There are countless ways to make a brownie and not everyone is in the fudgy brownie camp. I have to admit I judge those people just a little bit. Ok, maybe a lot. So when a certain husband revealed his preference for chewy brownies AND the corner piece, I questioned whether our marriage could survive such absurdity. I just can’t understand what could be better than dense, moist, super dark chocolatey goodness with a bit of a crackle crust on top. Swirl some peanut butter in there and game over.
Yield: 16 brownies
- 10 oz (2½ sticks) unsalted butter
- 1 cup flour
- 1 cup coco powder
- ½ tsp kosher salt
- 3 eggs
- 1½ cups sugar
- 1 cup chocolate chips (your choice of milk, dark, etc)
- ¾ cup peanut butter (optional)
- Preheat oven to 350˚F. Grease an 8x8 pan and line with parchment so that some hangs over the sides (for easy removal later).
- Melt butter.

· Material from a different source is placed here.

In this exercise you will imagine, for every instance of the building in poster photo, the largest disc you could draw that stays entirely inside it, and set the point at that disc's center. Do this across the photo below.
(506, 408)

Combine flour, coco powder and salt in a bowl and whisk in melted butter.
- In a large bowl, whisk together eggs and sugar then whisk in butter/flour mixture.
- Fold in chocolate chips and pour batter into prepared pan.
- If adding peanut butter: warm peanut butter slightly so that it is runny. pour evenly over batter and swirl with a knife or offset spatula.
- Bake for 25-30 minutes, until the center is set and the edges are starting to pull away from the sides.
- Let cool completely before removing from the pan and slicing.
These are the best. The only problem is choosing between pure chocolate and the peanut butter swirl. So, i went for both, alternating bites.